Thanks, I've sent her a message saying that 😀

VioletCharlotte Sat 18-May-19 08:16:13

Change the locks? What sort of advice is that? This is the OPs 18 year old daughter. She's in a relationship with a man who is manipulating her and using her. She needs to know the door is open and she can always come back.

I really feel for you OP, you must be going out of your mind with worry. Unfortunately I don't think there's much you can do except let her know you loved her and will always be there for her.

comfycos Sat 18-May-19 08:15:19

Thanks, it's a hard dilemma

OhFFSMary Sat 18-May-19 08:14:33

Two things I would be worried about here are an abusive, controlling boyfriend and secondly, drug (change in behaviour, stealing money).
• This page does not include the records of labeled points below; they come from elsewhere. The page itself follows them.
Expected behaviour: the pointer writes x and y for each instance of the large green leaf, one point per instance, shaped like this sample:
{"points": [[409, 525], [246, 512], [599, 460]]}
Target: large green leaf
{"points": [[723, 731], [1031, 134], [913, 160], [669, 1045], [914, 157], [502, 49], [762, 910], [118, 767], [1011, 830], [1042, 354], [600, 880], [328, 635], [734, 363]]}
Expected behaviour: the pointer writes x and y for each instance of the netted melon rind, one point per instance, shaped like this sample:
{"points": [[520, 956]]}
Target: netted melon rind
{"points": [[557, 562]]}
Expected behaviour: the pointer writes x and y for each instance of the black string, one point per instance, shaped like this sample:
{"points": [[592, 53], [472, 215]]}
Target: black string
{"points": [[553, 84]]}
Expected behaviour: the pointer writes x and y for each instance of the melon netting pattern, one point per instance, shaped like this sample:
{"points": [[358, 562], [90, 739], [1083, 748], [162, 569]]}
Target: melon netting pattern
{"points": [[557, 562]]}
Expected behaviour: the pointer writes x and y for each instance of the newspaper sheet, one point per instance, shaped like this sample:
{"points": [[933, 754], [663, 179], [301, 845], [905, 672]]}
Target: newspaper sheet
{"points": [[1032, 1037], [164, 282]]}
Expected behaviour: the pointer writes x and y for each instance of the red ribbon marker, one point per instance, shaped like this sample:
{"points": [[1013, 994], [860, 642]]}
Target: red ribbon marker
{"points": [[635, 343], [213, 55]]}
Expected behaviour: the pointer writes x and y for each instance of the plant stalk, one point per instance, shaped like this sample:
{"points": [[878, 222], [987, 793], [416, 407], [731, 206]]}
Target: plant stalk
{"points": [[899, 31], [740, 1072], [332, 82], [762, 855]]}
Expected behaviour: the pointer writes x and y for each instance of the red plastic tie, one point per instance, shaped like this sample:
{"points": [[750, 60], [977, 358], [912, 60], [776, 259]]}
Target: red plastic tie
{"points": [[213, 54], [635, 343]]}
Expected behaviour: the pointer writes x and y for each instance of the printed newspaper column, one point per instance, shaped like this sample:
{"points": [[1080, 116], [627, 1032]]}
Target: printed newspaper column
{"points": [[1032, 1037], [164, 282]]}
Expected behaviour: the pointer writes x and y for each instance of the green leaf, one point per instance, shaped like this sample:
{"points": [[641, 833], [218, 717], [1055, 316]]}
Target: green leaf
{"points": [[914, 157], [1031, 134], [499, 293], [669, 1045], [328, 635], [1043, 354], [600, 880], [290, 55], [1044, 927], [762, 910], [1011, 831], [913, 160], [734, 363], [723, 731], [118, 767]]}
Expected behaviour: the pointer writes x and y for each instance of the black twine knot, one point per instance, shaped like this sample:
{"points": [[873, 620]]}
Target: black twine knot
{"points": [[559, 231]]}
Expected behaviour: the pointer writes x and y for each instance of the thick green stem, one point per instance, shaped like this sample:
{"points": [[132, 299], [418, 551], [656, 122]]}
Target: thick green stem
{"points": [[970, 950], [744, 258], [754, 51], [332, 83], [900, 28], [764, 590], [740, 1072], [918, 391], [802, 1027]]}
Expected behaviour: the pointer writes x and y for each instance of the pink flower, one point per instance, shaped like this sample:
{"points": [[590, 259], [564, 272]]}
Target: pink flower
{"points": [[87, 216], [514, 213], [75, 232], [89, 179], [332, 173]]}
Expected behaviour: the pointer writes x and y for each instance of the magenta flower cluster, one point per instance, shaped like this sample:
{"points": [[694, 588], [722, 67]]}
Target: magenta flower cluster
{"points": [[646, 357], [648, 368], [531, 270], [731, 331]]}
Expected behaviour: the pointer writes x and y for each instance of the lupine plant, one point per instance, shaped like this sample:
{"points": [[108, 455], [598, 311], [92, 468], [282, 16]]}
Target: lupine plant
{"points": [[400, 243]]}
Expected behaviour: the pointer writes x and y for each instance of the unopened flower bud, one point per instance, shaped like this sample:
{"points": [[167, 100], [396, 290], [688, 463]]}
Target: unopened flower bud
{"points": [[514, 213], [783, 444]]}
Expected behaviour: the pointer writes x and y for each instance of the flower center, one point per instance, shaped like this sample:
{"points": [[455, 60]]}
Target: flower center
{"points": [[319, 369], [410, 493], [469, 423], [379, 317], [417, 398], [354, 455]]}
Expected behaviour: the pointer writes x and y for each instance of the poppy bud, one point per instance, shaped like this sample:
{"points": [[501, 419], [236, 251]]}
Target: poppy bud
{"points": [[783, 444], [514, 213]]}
There isn’t a huge amount you can do about either as both require a change on your dd’s part. I would send her a text saying you love her and support her and she is welcome home any time. I would probably do that every week so that she knows you have her back.

It is good she agreed to meet your husband. If you do suspect drugs are involved I think the FRANK website might be helpful.

If you think the boyfriend is abusive and controlling (which sounds very probable) then I am not sure what to advice apart from the texts but hopefully other people can help with ideas.

OhTheRoses Sat 18-May-19 08:12:16

Christ I wouldn't change the locks. I'd tell her my door is always open. And have an envelope with £50 in it and her name on it always on the sideboard.

She being manipulted and used by an abuser. Essential channels of communucation stay open without judgement. Keep in tpuch and keep loving her. That is the best prptection you can give her.

Stylemebabyonemoretime Sat 18-May-19 08:06:45

Yes to change to locks. I would send her a chatty, friendly message once every week or so but don’t push for contact.

Do you suspect the boyfriend is abusive?

LynetteScavo Sat 18-May-19 07:43:00

Well she won't get far on £40.

Are you or her Dad still giving her money?

Teddybear45 Sat 18-May-19 07:13:02

In this situation as she has stolen from you and probably will again if she needs to, I would change the locks. Send a final message explaining that you will be there for her when she is ready to talk to you like an adult, and stop contacting her. She’s 18 now. The ball is in her court — abusive relationship or not she has chosen to go along with it. Not much you can do. You should focus your energies on your other kids.